Kicking off what will likely be a long legal battle over the Trump administration’s push to reshape Medicaid, 15 low-income Kentucky residents sued the federal government Wednesday, challenging the recent move to allow states to impose work requirements on some Medicaid enrollees.
The lawsuit — spearheaded by three public-interest legal groups — accuses the federal Department of Health and Human Services of violating the core purpose of the half-century-old government health plan for the poor by granting a request from Kentucky to impose the work mandate.
It charges federal officials in Washington and state officials in Kentucky with taking steps designed to reduce access to Medicaid’s protections, including complex reporting mandates, higher costs and the work requirement.
“Allowing the state to ignore fundamental Medicaid protections will result in large numbers of low-income individuals and families losing health-care coverage,” said Jane Perkins, legal director of the National Health Law Program, which is representing the plaintiffs alongside the Kentucky Equal Justice Center and the Southern Poverty Law Center.
The lawsuit was filed in U.S. District Court for the District of Columbia.
The Trump administration this month granted a request from Kentucky to break with decades of Medicaid policy and require working-age adults who are not disabled or acutely ill to work a minimum number of hours each week or participate in other “community engagement” activities, such as seeking work, going to school or volunteering.
Those who don’t meet the requirements or don’t provide adequate documentation will lose coverage.
Kentucky has projected significant cost reductions under the new policy, largely because growing numbers of poor Kentuckians will be caught up in the complex reporting requirements and paperwork, causing them to lose coverage.
But Trump administration officials said in approving Kentucky’s proposal that the change would “promote Medicaid’s objective of improving beneficiary health” and “provide incentives for responsible decision-making.”
The state will also be able to charge Medicaid recipients premiums for their coverage, joining several other states that have begun imposing more costs on poor patients.
The new requirements have been highly controversial as there is little evidence that such approaches improve Medicaid patients’ health.
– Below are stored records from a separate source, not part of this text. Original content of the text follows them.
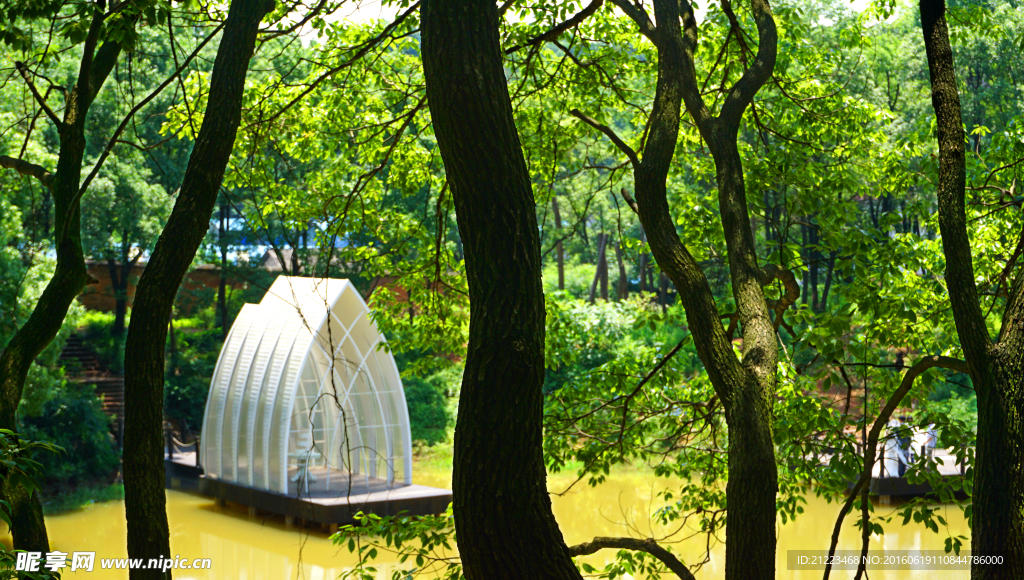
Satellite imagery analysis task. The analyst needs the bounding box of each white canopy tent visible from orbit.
[199,276,412,495]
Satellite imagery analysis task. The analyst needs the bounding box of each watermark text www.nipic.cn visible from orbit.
[15,551,213,573]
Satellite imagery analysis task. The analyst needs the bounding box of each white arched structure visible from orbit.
[200,277,412,495]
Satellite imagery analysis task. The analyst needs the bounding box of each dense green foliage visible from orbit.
[2,0,1023,574]
[20,384,119,490]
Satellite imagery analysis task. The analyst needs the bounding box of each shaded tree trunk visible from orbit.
[809,222,819,310]
[615,238,628,300]
[599,236,609,301]
[122,0,271,577]
[587,2,780,578]
[639,231,648,293]
[0,10,125,556]
[217,202,228,339]
[820,250,837,312]
[919,2,1024,577]
[553,196,564,290]
[420,1,583,578]
[659,272,669,313]
[109,257,129,337]
[588,233,607,303]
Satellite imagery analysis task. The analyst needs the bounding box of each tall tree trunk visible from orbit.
[810,222,819,311]
[217,203,228,339]
[591,2,780,579]
[599,235,609,301]
[615,238,628,300]
[420,1,583,578]
[800,222,809,305]
[0,11,124,556]
[919,2,1024,577]
[553,196,564,290]
[588,233,607,303]
[820,250,837,312]
[109,257,128,337]
[658,272,668,314]
[639,232,648,293]
[122,1,270,577]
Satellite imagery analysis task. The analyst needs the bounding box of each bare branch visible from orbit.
[64,21,226,239]
[606,0,658,42]
[505,0,603,54]
[569,536,696,580]
[718,0,778,134]
[620,187,639,214]
[497,0,516,18]
[0,155,54,187]
[254,1,421,129]
[570,108,640,170]
[822,355,969,580]
[14,62,63,128]
[758,263,799,326]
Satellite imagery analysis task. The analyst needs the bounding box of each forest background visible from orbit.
[0,0,1022,578]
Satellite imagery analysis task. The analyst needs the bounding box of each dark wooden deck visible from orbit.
[164,451,451,528]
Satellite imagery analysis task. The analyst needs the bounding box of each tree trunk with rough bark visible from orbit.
[420,1,583,578]
[109,255,130,337]
[585,1,780,578]
[615,238,628,300]
[0,11,125,557]
[588,233,607,303]
[553,196,564,290]
[217,203,228,339]
[919,2,1024,577]
[122,1,271,578]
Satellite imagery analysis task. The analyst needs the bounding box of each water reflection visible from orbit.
[4,466,969,579]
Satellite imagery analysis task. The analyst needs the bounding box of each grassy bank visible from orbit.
[41,483,124,515]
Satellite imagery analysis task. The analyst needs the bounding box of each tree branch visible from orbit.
[253,0,420,130]
[605,0,658,43]
[497,0,516,18]
[822,354,969,580]
[68,21,226,233]
[1000,226,1024,345]
[569,537,696,580]
[14,62,62,128]
[570,108,640,170]
[619,187,639,214]
[0,156,54,188]
[718,0,778,135]
[505,0,603,54]
[758,263,799,326]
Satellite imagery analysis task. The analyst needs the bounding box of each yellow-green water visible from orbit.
[4,464,969,579]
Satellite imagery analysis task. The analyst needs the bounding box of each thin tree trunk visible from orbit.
[590,2,780,579]
[658,272,668,314]
[122,1,270,577]
[639,231,648,294]
[0,11,124,556]
[588,233,607,303]
[919,2,1024,577]
[552,196,564,290]
[109,257,128,337]
[810,222,819,310]
[599,235,609,301]
[421,1,583,578]
[217,203,228,339]
[800,222,809,305]
[615,237,628,300]
[820,250,837,312]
That is central to the lawsuit, whose outcome may hinge on whether courts view the Trump administration’s decision to grant Kentucky’s request — or waiver — as consistent with the program’s goals.
“The purpose of Medicaid is to provide medical insurance to people who cannot afford it, not to create barriers to coverage,” said Anne Marie Regan, senior attorney for the Kentucky Equal Justice Center. “Demonstration waivers are supposed to make access to health care easier. This approval does the opposite. It is not only in violation of Medicaid law but is immoral.”
The plaintiffs also argue that the administration — which has pledged to “fundamentally transform Medicaid” — has overstepped its authority.
“The power to ‘transform’ a congressional program is a legislative power vested in Congress,” the lawsuit alleges. “An effort to ‘transform’ a statute outside that legislative process is at odds with the president’s duty to take care that the laws be faithfully executed.”
Kentucky has seen some of the biggest gains in coverage since full implementation of the Affordable Care Act, often called Obamacare, began in 2014. The state’s uninsured rate fell by more than half, making it a poster child for the law under the Obama administration.
The coverage gains have also driven major increases in the share of poor state residents getting recommended medical care and a decline in the number who are putting off care because of cost.
But Gov. Matt Bevin, a Republican who inherited the expansion from his Democratic predecessor, has been a fierce critic of the health law, arguing it is unaffordable and pledging during his gubernatorial campaign to scrap the Medicaid expansion entirely.
Now, unless stopped in the courts, the state’s plan to introduce work requirements to Medicaid may pave the way for as many as 10 additional states to impose similar requirements.